2. The fly-by-wire civil aircraft stall test method based on high angle-of-attack protection function according to claim 1, characterized in that, The pre-flight preparations mentioned in step 1 include: engine in-flight start-up test, emergency power supply function test, high-angle maneuver test, low-speed handling stability check, auxiliary recovery device test, and simulator training.

3. The fly-by-wire civil aircraft stall test method based on high angle-of-attack protection function according to claim 1, characterized in that, In step 3, during the operation under the auxiliary control law, the lever is stabilized and corrected in time before the force of the lever approaches unacceptable severe vibration.

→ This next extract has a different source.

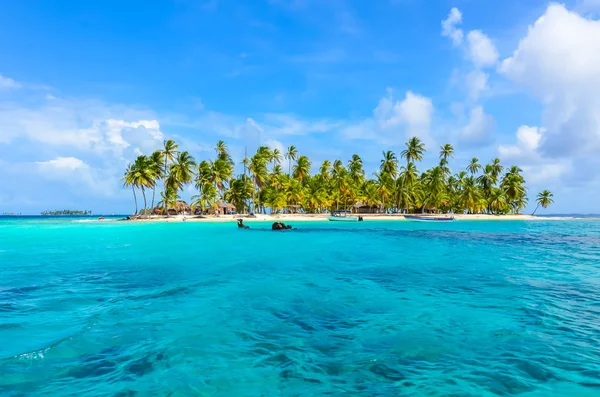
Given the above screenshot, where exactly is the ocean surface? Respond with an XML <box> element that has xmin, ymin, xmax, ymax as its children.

4. The fly-by-wire civil aircraft stall test method based on high angle-of-attack protection function according to claim 1, characterized in that, During the execution of step 3, when determining the maximum angle of attack value for high angle of attack protection, the aircraft is most prone to dangerous high vibration characteristics.

5. The fly-by-wire civil aircraft stall test method based on high angle-of-attack protection function according to claim 1, characterized in that, Step 4 includes: Based on the angle-of-attack operating range of the high angle-of-attack protection function determined in step 3 above, stall verification test flights are conducted for various flight scenarios to ensure that the aircraft no longer exhibits high vibration characteristics within the high angle-of-attack protection operating range.

6. The fly-by-wire civil aircraft stall test method based on high angle-of-attack protection function according to any one of claims 1 to 5, characterized in that, During the stall test flight of the aforementioned fly-by-wire civil aircraft, the ability to identify risks is required, and corresponding risk mitigation measures must be provided.